When we want to migrate our existing (on-prem) VMware workloads to a cloud we have two options. It can be a lift and shift migration to a VMware-As-A-Service solution like GCVE where VMware HCX could be used to guarantee a high performance of migrations and a minimum or no downtime during such a process. The other option is to convert from VMware to cloud native format like Google Compute Engine. This article briefly covers the second approach.
The VM format conversion sounds scary but it is actually a very easy process if you are using Google Migrate for Compute (M4C) service.
Imagine you have a VM (or a bunch them) that runs in a vSphere environment (on-prem or on GCVE) and it uses an OS system supported by M4C. In a matter of let’s say an hour (depending on the VM size and its data churn and also assuming you have a connectivity between your on-prem VMware cluster and a VPC where your M4C service is running or Private Service Connection to your GCVE cluster) you can have it running on Google Cloud.
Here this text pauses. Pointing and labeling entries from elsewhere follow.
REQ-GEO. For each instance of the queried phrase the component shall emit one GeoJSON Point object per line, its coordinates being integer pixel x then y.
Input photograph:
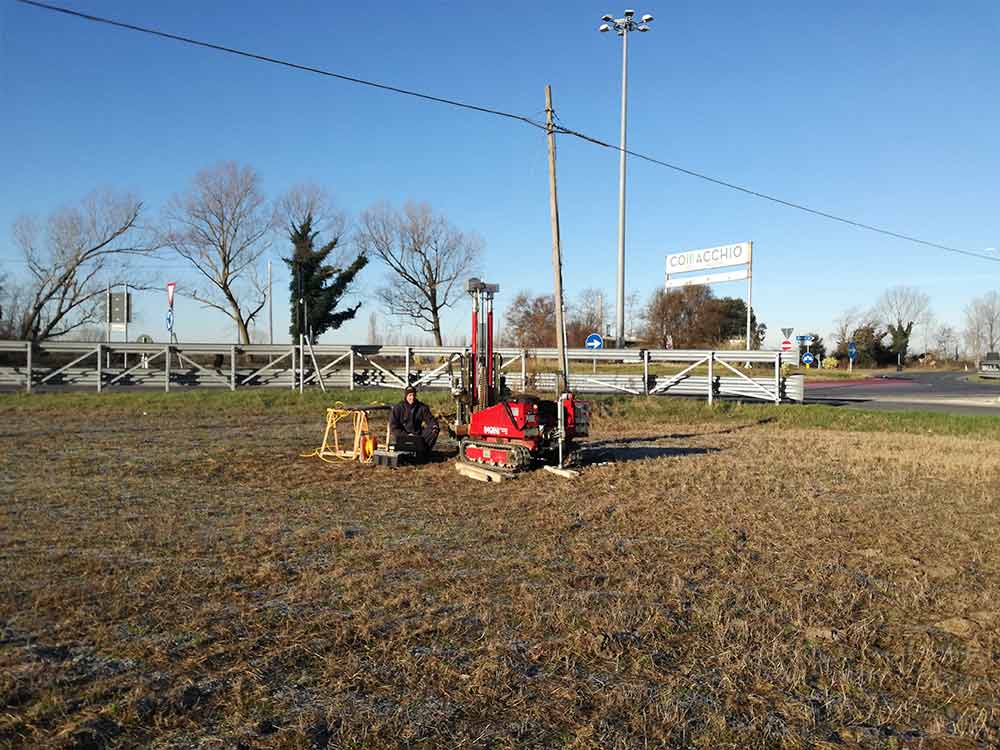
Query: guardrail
{"type": "Point", "coordinates": [989, 366]}
{"type": "Point", "coordinates": [703, 373]}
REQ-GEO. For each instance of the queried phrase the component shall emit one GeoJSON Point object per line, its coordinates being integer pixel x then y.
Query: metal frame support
{"type": "Point", "coordinates": [777, 378]}
{"type": "Point", "coordinates": [711, 377]}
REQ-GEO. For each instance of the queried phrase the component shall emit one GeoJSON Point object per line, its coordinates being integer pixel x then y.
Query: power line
{"type": "Point", "coordinates": [509, 115]}
{"type": "Point", "coordinates": [285, 63]}
{"type": "Point", "coordinates": [773, 199]}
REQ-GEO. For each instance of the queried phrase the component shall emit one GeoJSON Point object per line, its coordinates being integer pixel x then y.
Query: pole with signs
{"type": "Point", "coordinates": [749, 294]}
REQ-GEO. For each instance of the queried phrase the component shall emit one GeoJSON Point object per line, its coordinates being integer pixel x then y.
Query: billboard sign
{"type": "Point", "coordinates": [711, 257]}
{"type": "Point", "coordinates": [709, 278]}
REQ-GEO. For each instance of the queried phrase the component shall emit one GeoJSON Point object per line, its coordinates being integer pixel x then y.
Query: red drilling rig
{"type": "Point", "coordinates": [504, 431]}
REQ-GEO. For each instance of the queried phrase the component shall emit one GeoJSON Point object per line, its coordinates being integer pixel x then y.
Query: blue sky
{"type": "Point", "coordinates": [883, 112]}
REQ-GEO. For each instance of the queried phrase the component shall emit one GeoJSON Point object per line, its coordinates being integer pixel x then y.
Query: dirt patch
{"type": "Point", "coordinates": [198, 584]}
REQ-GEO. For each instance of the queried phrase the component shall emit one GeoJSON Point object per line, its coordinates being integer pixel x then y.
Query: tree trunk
{"type": "Point", "coordinates": [437, 329]}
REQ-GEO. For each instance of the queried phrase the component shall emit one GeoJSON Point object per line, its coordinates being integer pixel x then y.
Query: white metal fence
{"type": "Point", "coordinates": [753, 375]}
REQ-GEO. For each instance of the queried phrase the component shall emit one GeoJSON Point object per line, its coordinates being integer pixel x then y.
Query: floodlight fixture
{"type": "Point", "coordinates": [622, 27]}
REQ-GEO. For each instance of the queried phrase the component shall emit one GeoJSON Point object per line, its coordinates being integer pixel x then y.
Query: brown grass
{"type": "Point", "coordinates": [193, 583]}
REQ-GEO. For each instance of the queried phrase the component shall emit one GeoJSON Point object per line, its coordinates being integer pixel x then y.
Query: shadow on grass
{"type": "Point", "coordinates": [619, 453]}
{"type": "Point", "coordinates": [679, 435]}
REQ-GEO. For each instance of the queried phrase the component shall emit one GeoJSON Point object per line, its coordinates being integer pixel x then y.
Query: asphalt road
{"type": "Point", "coordinates": [951, 392]}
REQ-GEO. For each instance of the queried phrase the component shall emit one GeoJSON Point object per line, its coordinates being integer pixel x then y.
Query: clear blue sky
{"type": "Point", "coordinates": [887, 113]}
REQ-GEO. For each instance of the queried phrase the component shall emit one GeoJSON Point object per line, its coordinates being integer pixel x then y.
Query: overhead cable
{"type": "Point", "coordinates": [508, 115]}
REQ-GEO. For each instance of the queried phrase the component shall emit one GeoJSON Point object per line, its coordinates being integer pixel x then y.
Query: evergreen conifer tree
{"type": "Point", "coordinates": [317, 285]}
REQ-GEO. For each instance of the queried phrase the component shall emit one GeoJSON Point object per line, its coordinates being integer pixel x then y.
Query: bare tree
{"type": "Point", "coordinates": [982, 324]}
{"type": "Point", "coordinates": [900, 309]}
{"type": "Point", "coordinates": [681, 318]}
{"type": "Point", "coordinates": [428, 260]}
{"type": "Point", "coordinates": [71, 257]}
{"type": "Point", "coordinates": [944, 341]}
{"type": "Point", "coordinates": [849, 321]}
{"type": "Point", "coordinates": [222, 227]}
{"type": "Point", "coordinates": [530, 322]}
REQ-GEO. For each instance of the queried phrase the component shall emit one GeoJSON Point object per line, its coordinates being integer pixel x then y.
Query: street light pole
{"type": "Point", "coordinates": [622, 27]}
{"type": "Point", "coordinates": [620, 309]}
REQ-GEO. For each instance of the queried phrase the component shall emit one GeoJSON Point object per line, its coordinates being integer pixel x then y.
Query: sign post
{"type": "Point", "coordinates": [594, 341]}
{"type": "Point", "coordinates": [739, 254]}
{"type": "Point", "coordinates": [171, 287]}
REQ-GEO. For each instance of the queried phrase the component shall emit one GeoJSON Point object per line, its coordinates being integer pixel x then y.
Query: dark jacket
{"type": "Point", "coordinates": [411, 419]}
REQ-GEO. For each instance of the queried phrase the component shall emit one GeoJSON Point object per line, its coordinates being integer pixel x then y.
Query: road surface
{"type": "Point", "coordinates": [951, 392]}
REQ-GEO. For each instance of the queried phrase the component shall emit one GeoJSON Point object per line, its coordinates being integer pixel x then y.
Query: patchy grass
{"type": "Point", "coordinates": [712, 580]}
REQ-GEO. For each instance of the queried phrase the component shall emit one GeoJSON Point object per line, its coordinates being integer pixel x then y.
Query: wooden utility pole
{"type": "Point", "coordinates": [563, 377]}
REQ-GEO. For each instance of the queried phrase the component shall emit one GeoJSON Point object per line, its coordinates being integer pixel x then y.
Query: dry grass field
{"type": "Point", "coordinates": [710, 581]}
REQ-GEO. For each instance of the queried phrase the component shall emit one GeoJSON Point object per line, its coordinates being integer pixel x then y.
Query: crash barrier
{"type": "Point", "coordinates": [989, 365]}
{"type": "Point", "coordinates": [755, 375]}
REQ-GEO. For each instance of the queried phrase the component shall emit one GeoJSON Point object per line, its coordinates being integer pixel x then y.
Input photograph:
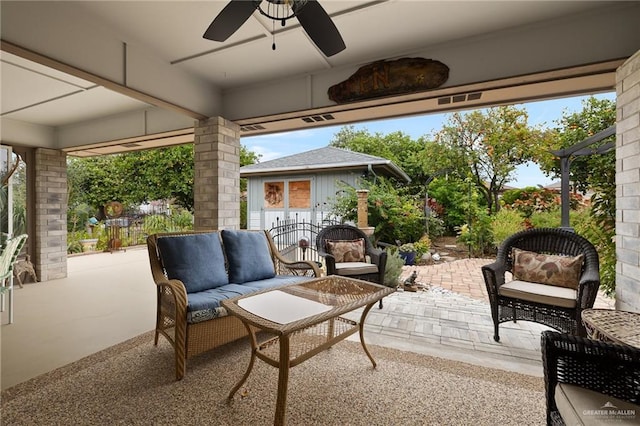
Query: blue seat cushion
{"type": "Point", "coordinates": [248, 255]}
{"type": "Point", "coordinates": [197, 260]}
{"type": "Point", "coordinates": [206, 305]}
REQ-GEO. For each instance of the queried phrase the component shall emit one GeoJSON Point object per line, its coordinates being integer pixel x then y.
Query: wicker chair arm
{"type": "Point", "coordinates": [177, 292]}
{"type": "Point", "coordinates": [608, 368]}
{"type": "Point", "coordinates": [493, 274]}
{"type": "Point", "coordinates": [329, 261]}
{"type": "Point", "coordinates": [376, 255]}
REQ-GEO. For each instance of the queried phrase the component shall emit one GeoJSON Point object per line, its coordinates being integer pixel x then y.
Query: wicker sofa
{"type": "Point", "coordinates": [590, 381]}
{"type": "Point", "coordinates": [194, 271]}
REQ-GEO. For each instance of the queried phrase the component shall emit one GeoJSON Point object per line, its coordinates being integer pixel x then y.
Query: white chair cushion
{"type": "Point", "coordinates": [540, 293]}
{"type": "Point", "coordinates": [580, 406]}
{"type": "Point", "coordinates": [356, 268]}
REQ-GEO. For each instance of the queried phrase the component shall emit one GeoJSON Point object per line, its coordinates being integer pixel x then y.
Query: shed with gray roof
{"type": "Point", "coordinates": [305, 185]}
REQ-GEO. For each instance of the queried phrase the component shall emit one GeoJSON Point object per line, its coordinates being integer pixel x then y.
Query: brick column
{"type": "Point", "coordinates": [216, 185]}
{"type": "Point", "coordinates": [628, 185]}
{"type": "Point", "coordinates": [50, 239]}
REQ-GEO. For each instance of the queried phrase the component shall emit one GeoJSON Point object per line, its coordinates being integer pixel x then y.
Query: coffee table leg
{"type": "Point", "coordinates": [364, 345]}
{"type": "Point", "coordinates": [254, 349]}
{"type": "Point", "coordinates": [283, 380]}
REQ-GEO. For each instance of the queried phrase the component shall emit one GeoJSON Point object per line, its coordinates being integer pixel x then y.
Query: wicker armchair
{"type": "Point", "coordinates": [573, 364]}
{"type": "Point", "coordinates": [372, 271]}
{"type": "Point", "coordinates": [554, 241]}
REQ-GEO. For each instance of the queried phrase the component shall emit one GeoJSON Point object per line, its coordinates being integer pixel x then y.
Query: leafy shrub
{"type": "Point", "coordinates": [546, 219]}
{"type": "Point", "coordinates": [478, 236]}
{"type": "Point", "coordinates": [395, 217]}
{"type": "Point", "coordinates": [393, 268]}
{"type": "Point", "coordinates": [422, 246]}
{"type": "Point", "coordinates": [505, 223]}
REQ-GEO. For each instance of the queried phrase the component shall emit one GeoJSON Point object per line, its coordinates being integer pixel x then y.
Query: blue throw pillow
{"type": "Point", "coordinates": [197, 260]}
{"type": "Point", "coordinates": [248, 255]}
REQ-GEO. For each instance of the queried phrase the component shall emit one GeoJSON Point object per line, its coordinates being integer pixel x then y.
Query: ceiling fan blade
{"type": "Point", "coordinates": [230, 19]}
{"type": "Point", "coordinates": [318, 24]}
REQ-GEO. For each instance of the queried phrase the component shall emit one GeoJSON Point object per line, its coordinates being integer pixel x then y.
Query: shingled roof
{"type": "Point", "coordinates": [325, 159]}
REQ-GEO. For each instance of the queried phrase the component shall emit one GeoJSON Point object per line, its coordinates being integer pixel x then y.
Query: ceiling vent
{"type": "Point", "coordinates": [459, 98]}
{"type": "Point", "coordinates": [252, 127]}
{"type": "Point", "coordinates": [318, 118]}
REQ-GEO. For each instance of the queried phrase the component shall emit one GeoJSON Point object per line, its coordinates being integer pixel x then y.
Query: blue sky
{"type": "Point", "coordinates": [543, 113]}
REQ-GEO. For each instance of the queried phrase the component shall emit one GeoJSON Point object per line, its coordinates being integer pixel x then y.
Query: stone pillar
{"type": "Point", "coordinates": [216, 184]}
{"type": "Point", "coordinates": [363, 211]}
{"type": "Point", "coordinates": [628, 185]}
{"type": "Point", "coordinates": [363, 208]}
{"type": "Point", "coordinates": [50, 205]}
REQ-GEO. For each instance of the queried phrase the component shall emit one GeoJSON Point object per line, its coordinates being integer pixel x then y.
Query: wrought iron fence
{"type": "Point", "coordinates": [296, 239]}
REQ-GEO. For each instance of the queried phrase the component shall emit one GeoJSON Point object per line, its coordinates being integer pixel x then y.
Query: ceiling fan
{"type": "Point", "coordinates": [311, 15]}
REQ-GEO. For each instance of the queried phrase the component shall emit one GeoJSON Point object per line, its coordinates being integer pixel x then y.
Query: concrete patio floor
{"type": "Point", "coordinates": [110, 297]}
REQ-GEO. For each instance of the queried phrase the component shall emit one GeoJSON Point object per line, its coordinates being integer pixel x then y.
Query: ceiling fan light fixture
{"type": "Point", "coordinates": [279, 10]}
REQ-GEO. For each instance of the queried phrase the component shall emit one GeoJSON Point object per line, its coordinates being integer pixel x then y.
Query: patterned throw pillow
{"type": "Point", "coordinates": [347, 250]}
{"type": "Point", "coordinates": [561, 271]}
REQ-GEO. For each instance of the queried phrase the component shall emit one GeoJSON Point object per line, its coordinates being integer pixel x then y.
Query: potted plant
{"type": "Point", "coordinates": [407, 252]}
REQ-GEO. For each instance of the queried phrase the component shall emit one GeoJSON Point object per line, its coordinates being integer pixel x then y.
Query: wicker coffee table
{"type": "Point", "coordinates": [612, 326]}
{"type": "Point", "coordinates": [299, 321]}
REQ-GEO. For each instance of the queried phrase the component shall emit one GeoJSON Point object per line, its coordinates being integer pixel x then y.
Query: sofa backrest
{"type": "Point", "coordinates": [206, 260]}
{"type": "Point", "coordinates": [248, 256]}
{"type": "Point", "coordinates": [196, 259]}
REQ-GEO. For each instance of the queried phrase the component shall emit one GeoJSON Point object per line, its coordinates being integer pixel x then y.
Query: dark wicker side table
{"type": "Point", "coordinates": [612, 326]}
I will use test-aga-vm that runs on Ubuntu in my example.
What you need to do is to setup you M4C environment following official Google’s documentation. One of the steps is to enable Migrate for Compute API after which you will find your M4C dashboard is under “Compute Engine”
When everything is set on GCP side (APIs and permissions), the next step is to deploy M4C appliance on your vSphere cluster. The link to the most recent OVA version is included in the documentation.
The most important part when deploying OVA is to deploy it in a network segment that can access googleapis.com and your DNS. The M4C appliance will have to be able to resolve your vCenter FQDN and also FQDNs of all ESXis in your cluster. It is ok to run it on a vSAN cluster.
When a M4C appliance is ready the only way to ssh to it is via its SSH Private Key. The SSH Public Key has to be provided when M4C is deployed.
After a M4C appliance is powered on, it has to be registered in your project. The registration process looks like this:
admin@migrate-appliance:/m4c/OSS$ m4c register
Please enter vCenter host address: xxx.us-east4.gve.goog
vCenter server SSL certificate fingerprint is xxx
Do you approve?
Please enter vCenter account name to be used by this appliance: firstname.lastname@example.org
Please enter vCenter account password:xxx
vSphere credentials verified
Please visit this URL to authorize this application: https://accounts.google.com/o/xxx
Enter the authorization code: xxx
This Migrate Connector was registered to Source xxx in Project yyy
Please select project:
List is longer than 10, truncating list. Please select or type project.
Please select region:
List is longer than 10, truncating list. Please select or type region.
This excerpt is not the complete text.